Il va bien falloir en finir avec
eux. Je pense aux bonbons à la strychnine dont je
possède une réserve parfaitement légale depuis des années. (Mais un poison qui a dépassé la date limite de consommation
est-il encore mortel ?)
Je
ressors, décidé, tout fringant, et je les appelle :
— Entrez,
entrez ! Il y en aura pour tout le monde !
Ils se
rassemblent au pied du perron, des sourires avides ravis, des yeux brillants
pleins d'air. Tel Jésus multipliant les biscottes, je distribue la chimio
préventive du bon monsieur Haribo.
•••
Je passe
sur l'épisode d'agonie, terme qui n'a pas de pluriel – pourtant employé
ici dans un sens collectif. Après, c'est pas fini, il va falloir enterrer tout
ça. Je vais chercher une pelle. En passant, je hèle Lola :
— Puisque
tu passes du Mozart, mets-nous le Requiem,
ça m'encouragera. Et rend-moi mes gants de jardinage !
Je bêche
avec l'énergie d'un fossoyeur en fin de droits. Une grande fosse. La plouse est
foutue, tant pis. Le quart après
minuit sonne. Curieux, quand même, que je n'aie pas entendu les douze coups
fatidiques, entre les deux quarts… Enfin, ça y est, bon débarras. Y aura plus
qu'à reboucher. J'ai eu un petit doute quant au nain de jardin surnuméraire,
alors je les ai tous mis… Et puis c'est curieux, le gamin qui faisait l'homme
invisible, je ne l'ai jamais retrouvé. Juste un petit tas de bande velpeau. Et
celui qui faisait la chandelle…? Il a dû fondre tout entier.
Mais la nuit n'est pas finie. il
y a toujours cette citrouille suspecte
au coin de l'allée.
Lola m'a rejoint au bord
de la fosse.
— Cette créature n'a rien
d'humain.
— Bien chûr, ch'est
une chitrouille, on n'a que chinquante pour chent d'ADN en commun.
On
se regarde, Lola et moi. Je pense à la baignoire d'acide que nous gardons dans
la cave (en toute illégalité, celle-ci). Elle pense comme moi. Moi je suis
crevé. Je lui rends les gants. Elle s'en occupe.
Après
encore, il faut bien se débarrasser aussi de ces cent litres d'acide oxhydrique
avec alien citrouilloïde dissout
dedans. Et reboucher. La pelle, encore. Va y avoir vraiment du monde, sous la
plouse.
•••
Drôle de planète !…
Je m'appelle Xi-trull, sur la
mienne. Je suis un peu déçue. Je m'apprêtais à enfanter quelques millions
d'œufs de "citrouille venue d'un autre monde" comme ils disent
ici, quand tout ce bazar s'est déclenché, avec toutes ces simagrées
folkloriques locales, ces "bébés" atteints de mortitude, ces filles
sur la pente fatale, ces ornithorynques garou mangeurs de racines de
pissenlits.
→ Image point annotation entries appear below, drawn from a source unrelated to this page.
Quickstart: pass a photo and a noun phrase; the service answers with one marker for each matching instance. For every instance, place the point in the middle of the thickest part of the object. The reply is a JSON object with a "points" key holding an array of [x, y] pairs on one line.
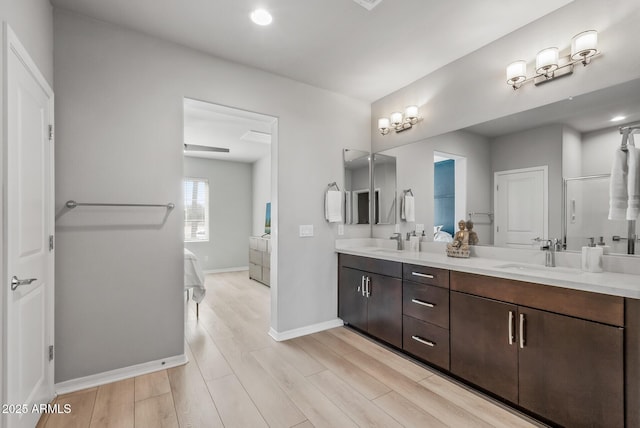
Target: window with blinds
{"points": [[196, 209]]}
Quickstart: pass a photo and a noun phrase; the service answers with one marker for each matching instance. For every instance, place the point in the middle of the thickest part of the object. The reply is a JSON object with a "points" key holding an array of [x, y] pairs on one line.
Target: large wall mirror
{"points": [[534, 158], [384, 186], [356, 186]]}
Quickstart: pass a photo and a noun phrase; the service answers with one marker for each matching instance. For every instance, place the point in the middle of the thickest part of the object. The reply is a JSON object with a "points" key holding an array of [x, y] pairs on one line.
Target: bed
{"points": [[193, 279]]}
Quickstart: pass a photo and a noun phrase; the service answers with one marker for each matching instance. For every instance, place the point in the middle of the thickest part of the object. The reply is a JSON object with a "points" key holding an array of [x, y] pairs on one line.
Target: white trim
{"points": [[233, 269], [11, 43], [119, 374], [303, 331]]}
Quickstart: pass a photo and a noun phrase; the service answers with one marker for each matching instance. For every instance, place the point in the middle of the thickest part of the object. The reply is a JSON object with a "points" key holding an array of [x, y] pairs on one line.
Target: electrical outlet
{"points": [[306, 230]]}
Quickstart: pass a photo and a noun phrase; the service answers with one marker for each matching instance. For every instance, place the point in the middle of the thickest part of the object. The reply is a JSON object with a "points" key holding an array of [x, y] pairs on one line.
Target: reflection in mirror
{"points": [[586, 204], [576, 139], [449, 194], [356, 183], [384, 185]]}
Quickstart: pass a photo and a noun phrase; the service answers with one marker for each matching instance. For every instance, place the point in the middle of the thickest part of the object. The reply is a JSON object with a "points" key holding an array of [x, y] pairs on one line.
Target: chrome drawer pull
{"points": [[423, 303], [522, 327], [510, 327], [422, 275], [424, 342]]}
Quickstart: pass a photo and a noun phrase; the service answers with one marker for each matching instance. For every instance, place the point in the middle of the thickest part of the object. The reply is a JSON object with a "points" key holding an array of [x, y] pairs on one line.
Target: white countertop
{"points": [[522, 266]]}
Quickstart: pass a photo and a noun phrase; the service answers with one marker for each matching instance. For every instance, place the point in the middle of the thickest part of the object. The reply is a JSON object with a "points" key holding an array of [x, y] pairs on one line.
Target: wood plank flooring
{"points": [[237, 376]]}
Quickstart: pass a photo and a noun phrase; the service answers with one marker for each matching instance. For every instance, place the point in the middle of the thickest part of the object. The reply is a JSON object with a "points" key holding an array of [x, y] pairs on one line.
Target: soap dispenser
{"points": [[592, 257], [605, 248]]}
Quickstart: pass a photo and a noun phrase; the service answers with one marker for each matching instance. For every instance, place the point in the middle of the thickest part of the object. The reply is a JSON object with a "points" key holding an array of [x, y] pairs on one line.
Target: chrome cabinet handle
{"points": [[423, 303], [522, 322], [422, 275], [368, 283], [511, 338], [15, 282], [423, 341]]}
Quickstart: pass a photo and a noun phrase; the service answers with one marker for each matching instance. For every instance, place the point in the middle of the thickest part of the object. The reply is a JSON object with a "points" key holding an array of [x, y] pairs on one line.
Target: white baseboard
{"points": [[235, 269], [119, 374], [303, 331]]}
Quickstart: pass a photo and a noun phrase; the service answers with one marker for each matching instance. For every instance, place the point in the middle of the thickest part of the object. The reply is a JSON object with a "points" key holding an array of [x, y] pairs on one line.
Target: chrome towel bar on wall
{"points": [[72, 204]]}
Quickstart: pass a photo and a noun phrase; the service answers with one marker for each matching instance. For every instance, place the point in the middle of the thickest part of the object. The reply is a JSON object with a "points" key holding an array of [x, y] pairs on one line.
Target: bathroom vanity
{"points": [[559, 344]]}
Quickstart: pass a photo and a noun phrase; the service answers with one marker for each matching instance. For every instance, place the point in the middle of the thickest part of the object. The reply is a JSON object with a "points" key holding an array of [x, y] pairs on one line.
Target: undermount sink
{"points": [[386, 250], [525, 268]]}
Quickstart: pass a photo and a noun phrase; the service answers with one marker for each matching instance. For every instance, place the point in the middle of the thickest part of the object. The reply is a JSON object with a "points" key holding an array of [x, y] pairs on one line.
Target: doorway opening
{"points": [[229, 204]]}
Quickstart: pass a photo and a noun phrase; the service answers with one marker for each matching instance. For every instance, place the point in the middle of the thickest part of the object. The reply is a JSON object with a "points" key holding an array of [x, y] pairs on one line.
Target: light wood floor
{"points": [[239, 377]]}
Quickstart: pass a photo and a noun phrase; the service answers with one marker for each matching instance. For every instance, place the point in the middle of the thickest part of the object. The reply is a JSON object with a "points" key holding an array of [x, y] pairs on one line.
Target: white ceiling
{"points": [[332, 44], [213, 125], [584, 113]]}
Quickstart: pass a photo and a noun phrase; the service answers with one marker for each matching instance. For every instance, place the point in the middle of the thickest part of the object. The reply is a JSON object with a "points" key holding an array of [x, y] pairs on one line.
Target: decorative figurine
{"points": [[460, 245], [473, 236]]}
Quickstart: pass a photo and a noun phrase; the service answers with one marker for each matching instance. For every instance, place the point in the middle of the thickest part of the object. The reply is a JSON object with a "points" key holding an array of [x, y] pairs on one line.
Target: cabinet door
{"points": [[385, 308], [571, 370], [352, 304], [483, 345]]}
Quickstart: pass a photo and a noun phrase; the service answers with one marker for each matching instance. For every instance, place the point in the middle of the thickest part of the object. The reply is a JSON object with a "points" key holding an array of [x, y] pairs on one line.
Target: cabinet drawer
{"points": [[426, 303], [426, 341], [367, 264], [255, 256], [426, 275]]}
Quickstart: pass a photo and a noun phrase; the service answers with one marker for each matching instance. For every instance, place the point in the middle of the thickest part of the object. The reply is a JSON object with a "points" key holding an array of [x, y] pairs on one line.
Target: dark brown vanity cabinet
{"points": [[370, 296], [425, 308], [562, 359]]}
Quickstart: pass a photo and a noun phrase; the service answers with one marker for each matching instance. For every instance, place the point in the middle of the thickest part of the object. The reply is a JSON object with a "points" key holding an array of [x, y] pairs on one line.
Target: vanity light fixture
{"points": [[550, 66], [398, 122]]}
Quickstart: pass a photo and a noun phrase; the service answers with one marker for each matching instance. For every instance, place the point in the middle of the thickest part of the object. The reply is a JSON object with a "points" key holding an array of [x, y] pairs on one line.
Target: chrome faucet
{"points": [[398, 238], [550, 247]]}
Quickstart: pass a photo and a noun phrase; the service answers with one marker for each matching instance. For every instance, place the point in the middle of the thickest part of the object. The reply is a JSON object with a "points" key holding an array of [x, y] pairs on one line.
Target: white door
{"points": [[520, 198], [29, 216]]}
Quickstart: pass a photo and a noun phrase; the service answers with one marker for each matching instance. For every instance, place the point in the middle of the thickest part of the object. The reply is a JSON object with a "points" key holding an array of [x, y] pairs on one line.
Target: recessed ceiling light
{"points": [[261, 17]]}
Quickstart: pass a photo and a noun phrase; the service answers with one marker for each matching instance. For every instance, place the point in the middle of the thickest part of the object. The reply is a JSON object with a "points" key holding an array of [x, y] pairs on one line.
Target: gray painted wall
{"points": [[598, 148], [534, 147], [261, 178], [230, 212], [571, 153], [119, 106], [473, 89], [32, 21], [414, 164]]}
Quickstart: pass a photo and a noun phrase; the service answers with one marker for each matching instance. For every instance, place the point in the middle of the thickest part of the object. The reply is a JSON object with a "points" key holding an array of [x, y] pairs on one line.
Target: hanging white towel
{"points": [[409, 208], [333, 206], [618, 195], [633, 179]]}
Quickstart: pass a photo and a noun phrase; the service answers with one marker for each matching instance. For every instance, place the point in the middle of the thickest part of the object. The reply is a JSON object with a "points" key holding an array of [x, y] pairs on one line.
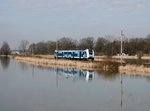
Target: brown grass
{"points": [[135, 70], [100, 63]]}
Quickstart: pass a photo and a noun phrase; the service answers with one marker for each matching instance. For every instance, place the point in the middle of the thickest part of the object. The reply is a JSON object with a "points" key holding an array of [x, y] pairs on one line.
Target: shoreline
{"points": [[111, 66]]}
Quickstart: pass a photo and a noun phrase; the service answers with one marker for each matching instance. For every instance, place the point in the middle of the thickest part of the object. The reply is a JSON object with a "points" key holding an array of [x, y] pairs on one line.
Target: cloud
{"points": [[123, 5]]}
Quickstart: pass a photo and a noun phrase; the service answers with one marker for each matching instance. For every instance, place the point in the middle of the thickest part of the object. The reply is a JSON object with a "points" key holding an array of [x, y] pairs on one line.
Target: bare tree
{"points": [[23, 45], [5, 49], [86, 43]]}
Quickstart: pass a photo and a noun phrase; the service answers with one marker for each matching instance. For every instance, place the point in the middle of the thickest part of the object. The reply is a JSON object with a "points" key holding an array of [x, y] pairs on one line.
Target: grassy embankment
{"points": [[101, 63]]}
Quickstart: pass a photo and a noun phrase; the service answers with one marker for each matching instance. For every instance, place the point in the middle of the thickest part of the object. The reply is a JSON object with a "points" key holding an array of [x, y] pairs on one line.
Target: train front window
{"points": [[90, 52]]}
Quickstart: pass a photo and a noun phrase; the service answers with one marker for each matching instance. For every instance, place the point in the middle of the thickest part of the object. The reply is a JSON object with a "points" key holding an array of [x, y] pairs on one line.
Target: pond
{"points": [[25, 87]]}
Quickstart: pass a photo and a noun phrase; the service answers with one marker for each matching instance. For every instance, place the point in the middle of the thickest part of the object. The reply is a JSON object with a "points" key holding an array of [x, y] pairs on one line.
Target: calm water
{"points": [[26, 87]]}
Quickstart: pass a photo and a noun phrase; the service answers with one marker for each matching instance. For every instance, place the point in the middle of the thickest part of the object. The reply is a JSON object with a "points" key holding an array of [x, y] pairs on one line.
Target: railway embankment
{"points": [[111, 65]]}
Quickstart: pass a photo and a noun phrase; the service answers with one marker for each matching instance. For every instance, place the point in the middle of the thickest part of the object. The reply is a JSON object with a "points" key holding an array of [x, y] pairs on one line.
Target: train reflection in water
{"points": [[75, 73]]}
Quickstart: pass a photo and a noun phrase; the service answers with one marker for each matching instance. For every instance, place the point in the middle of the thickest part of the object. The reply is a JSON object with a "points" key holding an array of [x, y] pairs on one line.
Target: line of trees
{"points": [[101, 46]]}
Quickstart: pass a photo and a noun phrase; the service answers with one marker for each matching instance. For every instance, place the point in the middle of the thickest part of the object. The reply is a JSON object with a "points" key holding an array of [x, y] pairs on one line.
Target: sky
{"points": [[43, 20]]}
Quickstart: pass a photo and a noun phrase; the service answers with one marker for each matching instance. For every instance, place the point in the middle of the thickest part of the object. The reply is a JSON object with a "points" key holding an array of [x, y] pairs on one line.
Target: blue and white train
{"points": [[87, 54]]}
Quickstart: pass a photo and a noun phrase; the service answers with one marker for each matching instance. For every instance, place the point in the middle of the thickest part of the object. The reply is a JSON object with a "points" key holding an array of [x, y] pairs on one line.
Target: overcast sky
{"points": [[42, 20]]}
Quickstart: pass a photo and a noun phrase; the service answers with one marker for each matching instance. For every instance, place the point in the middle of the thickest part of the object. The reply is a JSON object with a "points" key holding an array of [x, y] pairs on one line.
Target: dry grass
{"points": [[47, 62], [135, 70]]}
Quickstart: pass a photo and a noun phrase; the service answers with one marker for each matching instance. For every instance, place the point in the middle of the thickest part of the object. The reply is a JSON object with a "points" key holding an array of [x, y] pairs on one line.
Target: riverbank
{"points": [[111, 65]]}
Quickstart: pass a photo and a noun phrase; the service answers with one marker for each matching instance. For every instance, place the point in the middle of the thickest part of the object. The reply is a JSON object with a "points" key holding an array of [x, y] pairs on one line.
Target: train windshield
{"points": [[90, 52]]}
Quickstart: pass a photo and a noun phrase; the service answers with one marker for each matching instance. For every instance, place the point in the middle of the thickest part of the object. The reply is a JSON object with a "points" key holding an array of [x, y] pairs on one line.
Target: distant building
{"points": [[15, 52]]}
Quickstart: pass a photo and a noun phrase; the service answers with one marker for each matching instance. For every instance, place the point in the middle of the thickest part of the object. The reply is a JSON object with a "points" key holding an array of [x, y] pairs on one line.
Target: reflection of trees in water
{"points": [[109, 70], [5, 61], [23, 66], [107, 74]]}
Tous ces zozos fardés qui frappent aux portes en chantant des
éloges funèbres ou des élégies morbides, qui mendient pour obtenir des bonbons
empoisonnés.
Et maintenant cette rouquine qui
me plonge dans un bain de flouxe molybienne* à bonne
température. Trop gentille. Je me contente de faire semblant de me dissoudre
comme un honnête extra-terrestre en fin de bobine. Elle me balance dans la
fosse avec la flouxe par dessus les
petits cadavres silencieux. Mes bébés.
Salut à tous, les enfants, je ne
vous apporte pas des bonbons, moi. Mais mes gènes. Patientez. Bientôt, ce sera l'heure de la
grande MUTATION.
Je serai VOUS, vous serez MOI,
nous serons UN. Et le monde nous appartiendra.
—
Le monde ? Et qu'est ce qu'on en fera ? demandent en chœur tous les ingénus
mort-nés bourrés de sucreries.
— Çà ! Je n'en ai pas la
moindre idée.
•••••••••••••••••
* Voir "Protoplasme",
in "Gastronomie du futur, etc.", anthologie Arkuiris à paraître.